When employees cash in stock options, they dilute the value of existing shares, making each one worth a tiny bit less. The FASB is expected to require companies to treat exercises of stock options as expenses, which would mean that they would report reduced profits to shareholders. Such an expensing requirement would mean that start-up companies would be less likely to grant options to new employees in the first place.

That's not a terrible outcome, according to some FASB backers, like Harvard University economics professor Robert Merton, a Nobel laureate who testified Wednesday. "I find it rather difficult to accept the prospect that the financial accounting treatment of expensing options will have a profound effect on this nation's economic prosperity," Merton said. To do otherwise, he said, would be to continue "a deliberate accounting distortion."

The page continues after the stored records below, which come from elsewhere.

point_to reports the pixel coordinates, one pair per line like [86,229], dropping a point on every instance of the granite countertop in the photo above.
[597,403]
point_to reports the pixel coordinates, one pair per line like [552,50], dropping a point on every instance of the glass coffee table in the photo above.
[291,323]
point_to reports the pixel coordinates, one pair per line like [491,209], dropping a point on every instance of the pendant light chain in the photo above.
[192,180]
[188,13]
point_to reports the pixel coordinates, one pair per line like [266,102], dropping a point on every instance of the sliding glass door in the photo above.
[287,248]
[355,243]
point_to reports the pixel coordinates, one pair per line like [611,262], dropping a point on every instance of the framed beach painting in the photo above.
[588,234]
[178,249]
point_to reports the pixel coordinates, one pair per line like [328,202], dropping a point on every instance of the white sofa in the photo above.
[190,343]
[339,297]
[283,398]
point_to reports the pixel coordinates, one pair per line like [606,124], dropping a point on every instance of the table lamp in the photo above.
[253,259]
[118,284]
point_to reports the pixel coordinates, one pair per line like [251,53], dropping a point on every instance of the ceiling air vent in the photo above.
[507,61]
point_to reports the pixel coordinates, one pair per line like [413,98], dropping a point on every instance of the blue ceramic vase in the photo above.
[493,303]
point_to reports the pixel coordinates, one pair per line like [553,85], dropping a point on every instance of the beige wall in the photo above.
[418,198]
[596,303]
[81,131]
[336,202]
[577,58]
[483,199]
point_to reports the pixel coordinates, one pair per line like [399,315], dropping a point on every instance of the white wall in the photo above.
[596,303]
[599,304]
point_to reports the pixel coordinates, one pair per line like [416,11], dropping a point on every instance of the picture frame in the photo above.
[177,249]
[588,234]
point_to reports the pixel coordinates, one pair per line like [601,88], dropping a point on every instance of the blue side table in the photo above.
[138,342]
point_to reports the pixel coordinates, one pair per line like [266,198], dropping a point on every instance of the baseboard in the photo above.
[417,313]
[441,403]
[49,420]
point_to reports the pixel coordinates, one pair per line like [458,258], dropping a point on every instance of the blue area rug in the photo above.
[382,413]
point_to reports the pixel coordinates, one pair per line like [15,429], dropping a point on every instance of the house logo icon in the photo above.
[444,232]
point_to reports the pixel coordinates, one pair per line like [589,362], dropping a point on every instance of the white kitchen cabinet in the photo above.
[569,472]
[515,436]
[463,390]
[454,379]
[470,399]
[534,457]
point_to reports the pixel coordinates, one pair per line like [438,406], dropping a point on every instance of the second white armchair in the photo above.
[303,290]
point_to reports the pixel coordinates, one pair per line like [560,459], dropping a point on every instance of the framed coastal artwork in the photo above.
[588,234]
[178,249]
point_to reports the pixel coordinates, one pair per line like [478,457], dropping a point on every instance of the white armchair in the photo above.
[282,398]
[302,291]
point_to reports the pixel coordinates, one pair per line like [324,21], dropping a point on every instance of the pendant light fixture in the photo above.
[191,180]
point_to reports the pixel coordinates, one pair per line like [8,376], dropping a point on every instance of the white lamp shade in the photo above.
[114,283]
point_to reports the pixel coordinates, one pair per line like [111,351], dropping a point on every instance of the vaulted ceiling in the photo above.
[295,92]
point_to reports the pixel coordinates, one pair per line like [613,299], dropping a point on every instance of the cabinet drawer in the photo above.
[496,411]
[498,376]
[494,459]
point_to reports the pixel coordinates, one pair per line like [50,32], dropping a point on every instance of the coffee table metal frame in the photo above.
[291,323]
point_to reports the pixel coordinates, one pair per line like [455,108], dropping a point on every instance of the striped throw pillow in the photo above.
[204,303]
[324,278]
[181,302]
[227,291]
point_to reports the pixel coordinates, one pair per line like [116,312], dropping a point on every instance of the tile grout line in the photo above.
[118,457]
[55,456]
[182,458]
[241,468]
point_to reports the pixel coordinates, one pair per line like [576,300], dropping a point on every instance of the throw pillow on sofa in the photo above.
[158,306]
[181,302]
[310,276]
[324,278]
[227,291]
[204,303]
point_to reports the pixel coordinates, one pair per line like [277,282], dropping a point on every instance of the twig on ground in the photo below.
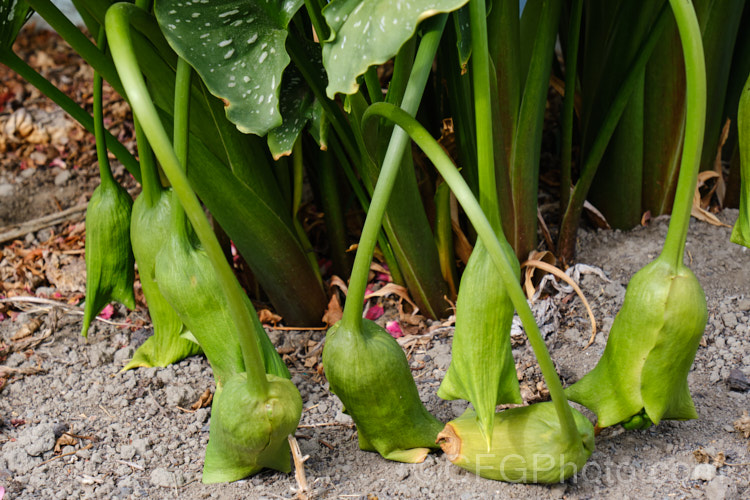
[88,446]
[303,490]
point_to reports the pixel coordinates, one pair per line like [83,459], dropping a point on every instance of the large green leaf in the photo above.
[368,32]
[237,47]
[13,14]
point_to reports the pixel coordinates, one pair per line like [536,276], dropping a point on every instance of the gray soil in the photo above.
[141,444]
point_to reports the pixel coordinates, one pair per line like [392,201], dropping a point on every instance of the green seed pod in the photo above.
[188,281]
[527,445]
[482,368]
[741,231]
[249,433]
[110,265]
[650,349]
[148,225]
[369,372]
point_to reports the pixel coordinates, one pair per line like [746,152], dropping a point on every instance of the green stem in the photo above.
[568,112]
[463,193]
[105,172]
[150,181]
[399,141]
[117,23]
[311,74]
[68,105]
[78,41]
[572,215]
[480,69]
[317,19]
[695,122]
[180,136]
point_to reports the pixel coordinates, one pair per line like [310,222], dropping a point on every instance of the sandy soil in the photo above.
[143,445]
[138,438]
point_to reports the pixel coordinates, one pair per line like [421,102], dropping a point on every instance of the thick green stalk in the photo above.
[118,31]
[474,212]
[388,173]
[180,136]
[527,139]
[150,181]
[68,105]
[568,112]
[480,67]
[695,73]
[105,172]
[572,215]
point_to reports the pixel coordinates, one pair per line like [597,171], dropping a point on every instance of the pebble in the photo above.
[165,479]
[703,472]
[718,488]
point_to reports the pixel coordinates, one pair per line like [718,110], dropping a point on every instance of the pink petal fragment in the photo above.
[394,329]
[374,312]
[107,312]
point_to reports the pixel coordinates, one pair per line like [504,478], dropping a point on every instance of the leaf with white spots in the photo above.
[369,32]
[13,14]
[296,110]
[237,47]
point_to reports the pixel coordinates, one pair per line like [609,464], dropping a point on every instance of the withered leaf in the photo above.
[203,401]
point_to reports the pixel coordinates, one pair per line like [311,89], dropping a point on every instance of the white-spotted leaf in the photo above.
[368,32]
[237,47]
[296,109]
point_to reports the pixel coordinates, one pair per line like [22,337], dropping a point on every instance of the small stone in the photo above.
[162,477]
[703,472]
[718,488]
[62,178]
[178,396]
[729,319]
[127,452]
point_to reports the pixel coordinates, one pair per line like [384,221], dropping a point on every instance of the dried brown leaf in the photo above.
[742,425]
[701,456]
[203,401]
[266,317]
[27,329]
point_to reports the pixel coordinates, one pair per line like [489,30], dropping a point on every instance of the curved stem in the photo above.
[68,105]
[180,136]
[695,123]
[117,24]
[150,181]
[399,141]
[463,193]
[105,172]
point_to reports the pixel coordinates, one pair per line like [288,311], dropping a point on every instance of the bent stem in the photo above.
[463,193]
[352,316]
[117,24]
[695,122]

Business representatives are lending their support to a bill called the Stock Option Accounting Reform Act, which would essentially prevent federal securities regulators from recognizing any FASB decision. It would, however, require the expensing of stock options granted to a company's CEO and four other top executives, if the company had annual revenue of at least $25 million. Backing the measure are legislators representing Silicon Valley.

Mark Heesen, president of the National Venture Capital Association, said "our country's small, start-up companies are being threatened by the Financial Accounting Standards Board's quest to unilaterally mandate the expensing of employee stock options.

"International convergence of accounting standards such as mandatory expensing will touch the U.S. and Europe, not China and India, where, we fear, accounting standards more supportive of stock options will drive more highly skilled jobs offshore."

The prospects for the bill's enactment, however, seem uncertain. Key senators have expressed their reluctance to interfere with FASB's decisions.

Microsoft announced last July that it would no longer give new employees stock option grants. Rather, it would give them outright grants of stock that would vest over a period of years in much the same way that stock options do.